Houston was a native of New Jersey and, according to governor Chris Christie, made significant cultural contributions to her home state.
“For those people who say, ‘I don’t think she deserves it,’ I say to them, ‘I understand that you don’t think that. I do, and it’s my executive order,’” the LA Times quoted him as saying last week.
However, Wayne Township did not follow the governor’s executive order - at the request of Mayor Christopher P Vergano.
“As of today I have received 13 emails in favour of not lowering the flags and one opposed to my decision,” he was quoted as saying in an email on Monday.
“The emails came from as far as Florida, Texas and Virginia. My personal feeling is that the flag should only be lowered as an honour for military personal and fallen police officers. Most of the people that contacted me were in the military service and thanked me for my decision,” he said.
Among those in the town objecting to lowering the flag in Houston’s honour was the Wayne Township Policemen’s Benevolent Association, Local 136. The group’s Facebook page had a letter posted on it, which association President Scott Rappaport wrote to Vergano on February 16.

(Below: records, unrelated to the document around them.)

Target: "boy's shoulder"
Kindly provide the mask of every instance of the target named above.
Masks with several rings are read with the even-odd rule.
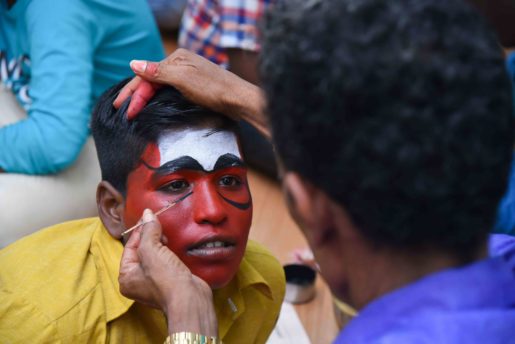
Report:
[[[272,289],[272,293],[284,294],[286,285],[284,269],[267,248],[260,243],[249,240],[243,259],[264,278]]]
[[[236,279],[239,291],[230,299],[231,310],[237,313],[235,316],[231,310],[223,311],[225,306],[217,309],[220,335],[224,343],[264,343],[275,326],[284,299],[284,269],[263,245],[249,240]],[[218,293],[215,290],[215,304],[218,300],[219,305],[226,305],[227,299],[220,298]]]
[[[0,250],[3,301],[30,304],[51,321],[91,294],[99,284],[90,252],[99,225],[98,218],[65,222]]]
[[[86,218],[63,222],[27,235],[0,250],[0,262],[4,263],[0,264],[0,272],[23,263],[35,268],[54,259],[67,260],[65,251],[75,251],[79,246],[89,248],[99,224],[98,218]]]

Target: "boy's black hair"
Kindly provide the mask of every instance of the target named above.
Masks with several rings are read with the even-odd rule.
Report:
[[[145,147],[157,142],[171,128],[192,127],[208,123],[218,128],[235,130],[225,116],[193,105],[176,89],[157,91],[135,119],[127,119],[129,100],[117,110],[113,101],[130,79],[107,90],[97,102],[91,118],[102,180],[108,181],[125,195],[127,177],[140,162]]]
[[[506,190],[511,87],[459,0],[288,0],[262,81],[277,152],[377,245],[470,258]]]

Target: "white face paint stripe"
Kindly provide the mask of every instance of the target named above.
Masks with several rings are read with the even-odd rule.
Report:
[[[215,167],[218,158],[230,153],[241,159],[236,135],[232,131],[213,129],[174,129],[168,130],[158,139],[159,154],[163,166],[182,156],[197,160],[206,170]]]

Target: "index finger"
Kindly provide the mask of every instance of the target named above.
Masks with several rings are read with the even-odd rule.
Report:
[[[141,226],[140,250],[149,251],[162,246],[161,224],[150,209],[143,212],[143,225]]]
[[[145,105],[147,105],[147,103],[156,93],[156,90],[160,87],[161,85],[153,84],[146,80],[141,80],[137,88],[132,93],[131,103],[127,109],[127,118],[131,120],[136,117],[136,115],[141,110],[143,110]]]
[[[137,249],[141,242],[141,227],[138,227],[129,236],[129,240],[125,243],[126,249]]]
[[[122,106],[123,102],[132,96],[132,94],[136,91],[136,89],[138,88],[138,86],[141,84],[141,81],[143,79],[141,79],[139,76],[135,76],[134,78],[132,78],[131,81],[129,81],[123,88],[122,90],[120,91],[120,93],[118,94],[118,97],[116,97],[116,99],[114,100],[113,102],[113,106],[115,108],[119,108],[120,106]]]
[[[132,263],[138,262],[137,249],[140,243],[141,228],[136,229],[130,236],[129,240],[125,243],[120,260],[120,273],[124,271],[125,267],[129,267]]]

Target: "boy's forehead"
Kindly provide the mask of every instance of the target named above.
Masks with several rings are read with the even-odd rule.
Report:
[[[157,141],[159,166],[181,157],[195,159],[212,171],[218,158],[232,154],[241,159],[238,139],[233,131],[218,128],[180,128],[165,131]]]

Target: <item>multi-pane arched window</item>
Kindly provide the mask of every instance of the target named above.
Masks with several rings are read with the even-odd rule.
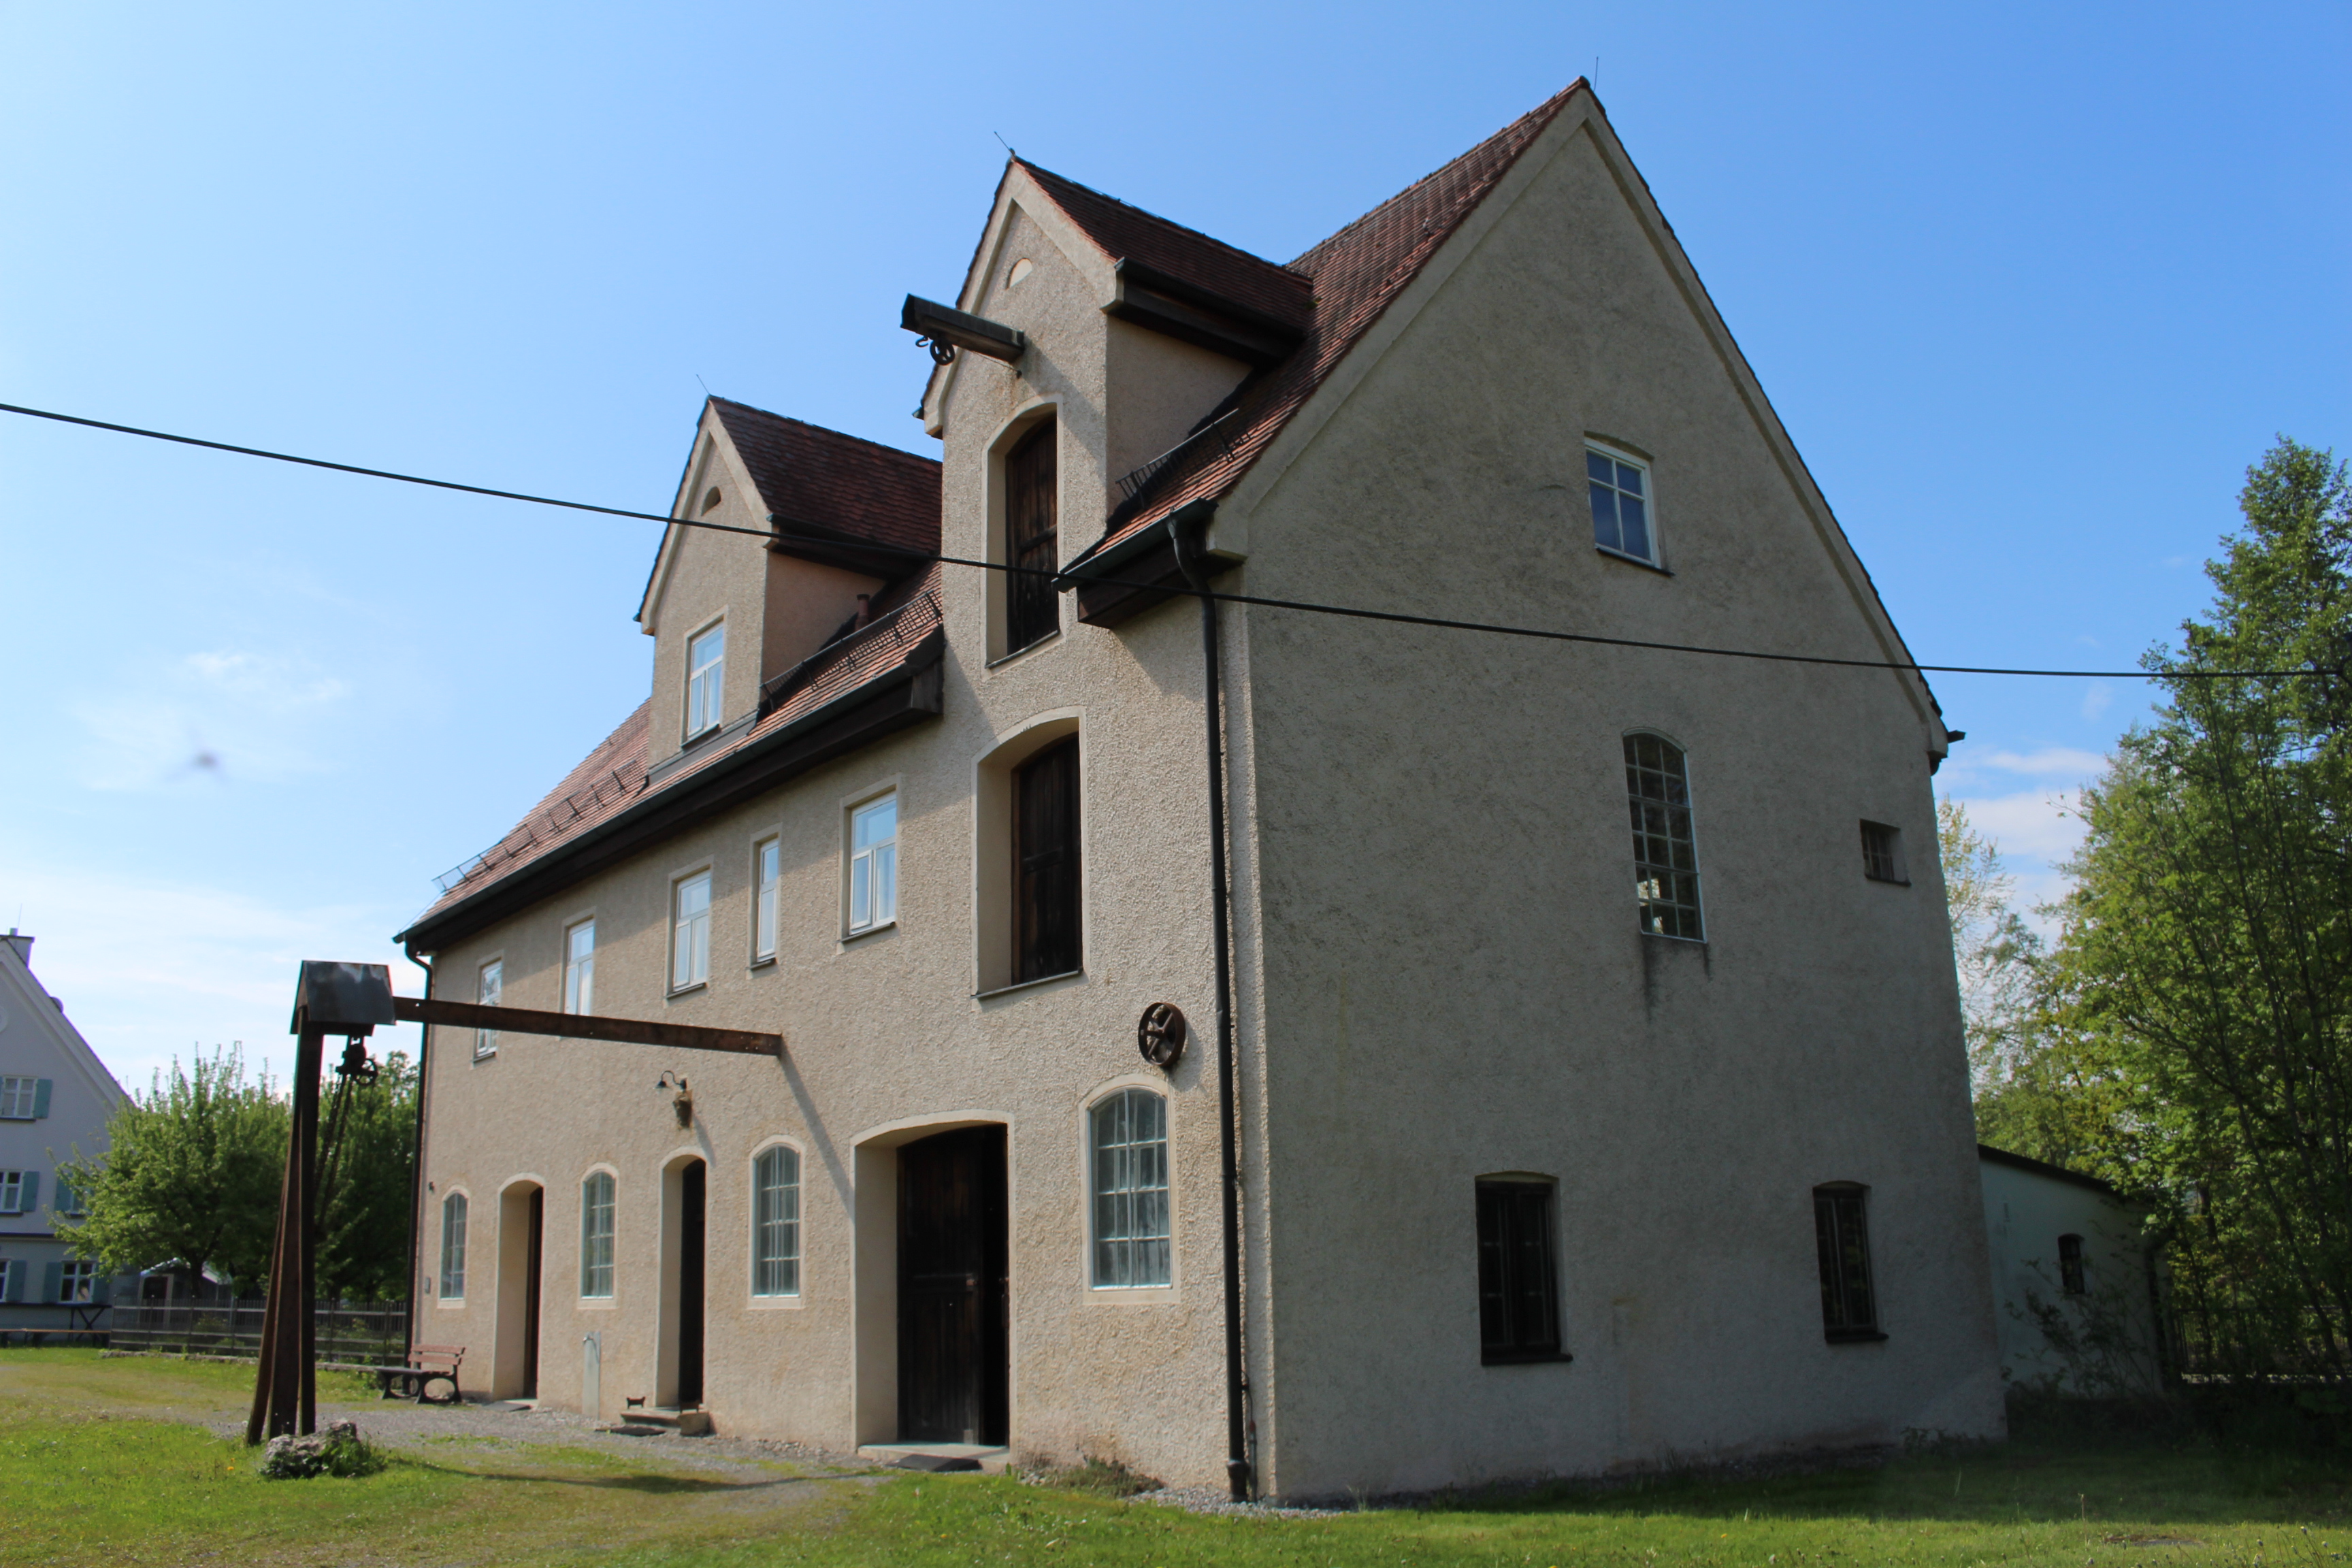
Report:
[[[441,1200],[441,1299],[466,1297],[466,1194],[451,1193]]]
[[[580,1184],[580,1293],[613,1293],[613,1177],[605,1171]]]
[[[751,1162],[751,1294],[801,1293],[801,1157],[779,1144]]]
[[[1123,1089],[1087,1113],[1097,1288],[1168,1283],[1168,1102]]]
[[[1654,936],[1706,936],[1698,902],[1698,844],[1691,834],[1690,775],[1682,748],[1660,735],[1625,737],[1625,794],[1633,814],[1633,892]]]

“Every death is a tragedy and we mean not to take that away from Ms Houston’s family, friends and fans. However, we disagree that her death is somehow more significant or more important than the thousands of military personnel and civilians that die serving our country,” the letter said.
The association did not know was that Vergano had already made up his mind to keep the flags flying as usual.
Houston died February 11 at age 48. Her body was found in the bathtub of her guest room at the Beverly Hilton Hotel in Beverly Hills. Authorities have not yet announced a cause of death.
Christie’s decision to lower the flag has prompted both pro and con comments across the country.